Verification of change of basis calculation A short question just to check regarding a change of basis: Let $$A = \left\{
  \begin{bmatrix}
    2  \\
    1 
  \end{bmatrix}, \begin{bmatrix}
    2  \\
    5 
  \end{bmatrix} \right\}$$
be a basis
and let $A'$ be the standard basis of $\mathbb{R}^2$, would I be right in stating that the change of basis matrix is $P = \begin{bmatrix}
    2 & 2  \\
    1 & 5
  \end{bmatrix}$ then $P^{-1} = \begin{bmatrix}
    \frac{5}{8} & -\frac{1}{4}  \\
    -\frac{1}{8} & \frac{1}{4}
  \end{bmatrix}$ and that $C =\begin{bmatrix}
    -1  \\
    2 
  \end{bmatrix}$ written in the standard basis is $$P^{-1}C = \begin{bmatrix}
    -\frac{9}{8}   \\
    \frac{5}{8}
  \end{bmatrix} 
.$$
Is this the correct working, for some reason it's not agreeing with the answer in the literature which gives \begin{bmatrix}
    2   \\
    9 
  \end{bmatrix}
Thanks.
 A: You should be careful with "the" matrix for a change of basis, since the order matters: the matrix converting coordinates from basis $A$ to basis $A'$ is the inverse of the matrix converting coordinates in the other direction.
You filled a matrix with as columns the base vectors of $A$ expressed w.r.t. the base vectors of $A'$, the standard basis. This gives you a change of basis matrix $P_{A'A}$ that converts coordinates in the following direction:
$$[\vec x]_{A'} = P_{A'A}[\vec x]_{A}$$
where $[\vec x]_B$ denotes the coordinate vector of $\vec x$ w.r.t. a basis $B$.
You use it the other way around, there was no need to find the inverse matrix for the conversion in the direction asked.

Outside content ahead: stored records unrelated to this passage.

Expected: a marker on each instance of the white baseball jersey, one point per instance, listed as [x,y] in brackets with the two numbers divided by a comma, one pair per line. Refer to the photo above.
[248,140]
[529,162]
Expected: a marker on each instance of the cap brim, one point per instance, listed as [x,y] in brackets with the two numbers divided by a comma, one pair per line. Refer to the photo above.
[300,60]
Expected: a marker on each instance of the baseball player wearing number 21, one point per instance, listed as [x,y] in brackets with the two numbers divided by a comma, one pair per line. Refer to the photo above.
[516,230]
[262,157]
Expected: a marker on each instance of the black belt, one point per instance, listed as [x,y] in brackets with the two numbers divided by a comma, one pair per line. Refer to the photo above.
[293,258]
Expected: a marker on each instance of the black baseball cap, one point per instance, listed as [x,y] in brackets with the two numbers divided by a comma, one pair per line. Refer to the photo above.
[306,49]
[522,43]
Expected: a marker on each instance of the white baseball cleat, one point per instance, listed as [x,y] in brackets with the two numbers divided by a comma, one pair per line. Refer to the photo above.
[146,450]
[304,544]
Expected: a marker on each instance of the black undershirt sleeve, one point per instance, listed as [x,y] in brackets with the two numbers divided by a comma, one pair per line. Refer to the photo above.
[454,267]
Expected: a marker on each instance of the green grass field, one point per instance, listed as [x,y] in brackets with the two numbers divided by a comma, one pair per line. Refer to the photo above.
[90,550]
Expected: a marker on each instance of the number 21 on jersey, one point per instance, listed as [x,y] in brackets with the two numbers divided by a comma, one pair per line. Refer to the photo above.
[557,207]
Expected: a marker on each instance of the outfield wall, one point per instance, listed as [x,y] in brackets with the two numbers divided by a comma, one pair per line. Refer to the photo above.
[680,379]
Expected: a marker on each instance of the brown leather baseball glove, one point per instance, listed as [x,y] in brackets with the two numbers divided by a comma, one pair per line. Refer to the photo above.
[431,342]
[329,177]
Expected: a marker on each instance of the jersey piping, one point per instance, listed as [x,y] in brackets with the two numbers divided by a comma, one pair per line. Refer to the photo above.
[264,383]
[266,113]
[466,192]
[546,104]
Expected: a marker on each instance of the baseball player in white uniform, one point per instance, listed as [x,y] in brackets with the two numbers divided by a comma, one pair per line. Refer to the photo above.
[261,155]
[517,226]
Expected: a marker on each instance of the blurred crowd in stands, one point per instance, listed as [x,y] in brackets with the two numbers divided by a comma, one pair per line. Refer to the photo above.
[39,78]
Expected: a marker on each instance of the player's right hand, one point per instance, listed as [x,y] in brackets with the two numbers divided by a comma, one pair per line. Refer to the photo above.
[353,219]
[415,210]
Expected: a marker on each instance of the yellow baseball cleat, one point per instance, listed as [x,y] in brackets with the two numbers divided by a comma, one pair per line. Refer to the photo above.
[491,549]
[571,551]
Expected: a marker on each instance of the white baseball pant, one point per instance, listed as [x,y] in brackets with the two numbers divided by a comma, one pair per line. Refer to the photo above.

If a vector $\vec c$ has coordinate vector:
$$[\vec c]_{A} = \begin{bmatrix}
    -1   \\
    2 
  \end{bmatrix}$$
with respect to $A$, then the coordinate vector with respect to $A'$ is given by:
$$[\vec c]_{A'} = P_{A'A}[\vec c]_{A} = \begin{bmatrix}
    2 & 2  \\
    1 & 5
  \end{bmatrix}\begin{bmatrix}
    -1   \\
    2 
  \end{bmatrix}= \begin{bmatrix}
    2   \\
    9 
  \end{bmatrix} $$
If you are given a coordinate vector w.r.t. the standard basis and you would want to know its coordinate vector w.r.t. the intially given basis $A$, then you would need $P_{AA'} = P_{A'A}^{-1}$.